На моих глазах бабочка преображалась. Длинные крылья стали еще длиннее. Тело потеряло мешковатость, заполнилось воздухом и, видимо, отвердело. Бражник начал топтаться на месте и шевелить усиками. Вид у него был при этом довольно потешный. Наконец крылья его пришли в движение. Он, как будто для пробы, сложил их вдоль тела домиком, а потом неожиданно раскрыл их во весь 11-сантиметровый размах. Крылья, очевидно, слушались прекрасно. Я понял, что сейчас мне предстоит увидеть первый взлет.

Тело бражника задрожало. Контуры тела размазались от вибрации, но крылья пока оставались неподвижными. Бабочка прогревала свои мощнейшие крыловые мышцы. Прогревала в буквальном смысле, темперетура ее тела медленно увеличивалась. Из брюшка опять стали сочиться капли, очевидно, наружу выгонялись последние остатки растворившегося личиночного тела. Наконец, дрожь передалась крыльям. Их кончики стали вибрировать с увеличивающейся амплитудой, я услышал шелестящий гул. Я почувствовал, что покрываюсь холодным потом, потому что картина была, не побоюсь этого слова, величественной. К тому времени я уже давно увлекался насекомыми, и в моем мозгу успела произойти своего рода переоценка размеров. Насекомые уже не казались мне мелкими. Например, та самка жука-оленя, которая грызла мой спичечный коробок, представлялась мне размером с буйвола и вызывала соответствующие ощущения. А сейчал я видел, как огромный сверхзвуковой лайнер продувает турбины и выруливает на взлетную полосу.

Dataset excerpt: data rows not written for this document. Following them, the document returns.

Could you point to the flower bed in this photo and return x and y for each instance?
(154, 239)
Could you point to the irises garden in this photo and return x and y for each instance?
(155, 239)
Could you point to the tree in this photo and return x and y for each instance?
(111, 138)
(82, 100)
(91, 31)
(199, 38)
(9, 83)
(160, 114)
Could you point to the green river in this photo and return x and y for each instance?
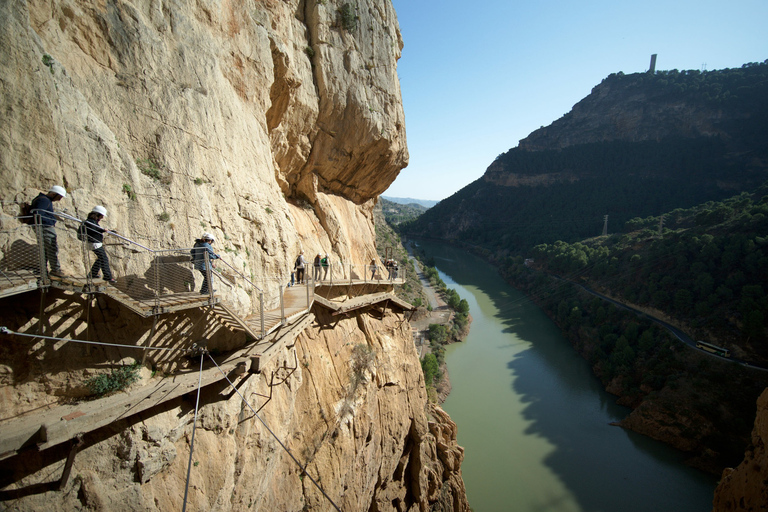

Бабочка побежала по кругу. Это был первый взлет, при котором легко допустить оплошность. Учитывая размер и мощность крылового комплекса, так легко разбиться, пока не освоишься в новой воздушной среде. Бражник хотел обрести уверенность в себе еще до отрыва от земли. Бег все убыстрялся. Крылья уже вибрировали с такой силой, что я лицом чувствовал ветер. Еще немного — и кончики крыльев коснутся асфальта, поднимется пыль из чешуек, сломаются дистальные жилки, лопнет на них кожистая перепонка, и бабочка останется инвалидом. Вот, сейчас...

Взлет! Тяжело и медленно бражник полетел над дорогой. Я устремился за ним, вначале пошел, потом побежал. В его полете происходили явные изменения. Я видел, что крылья начинают описывать все более широкую дугу. Наконец бражник "включил форсаж". Скорость возросла неимоверно. Он пулей исчез из поля моего зрения, летя по широкой дуге. Ушел в темноту. Но это было еще не все. Когда я пошел к скамейке, чтобы доложить об успешном окончании наблюдения, бражник появился снова. Очевидно, он развернулся в конце аллеи и решил с воздуха осмотреть свои родные кусты олеандра, где он провел в виде гусеницы почти полгода, а потом еще сколько-то времени в виде куколки. Он со скоростью пули, почти бесшумно, пролетел над нашими головами, остановился над кустами олеандра, мгновенно зависнув в воздухе, сделал еще один круг и унесся — теперь уже навсегда.

Я никогда больше не видел живого олеандрового бражника.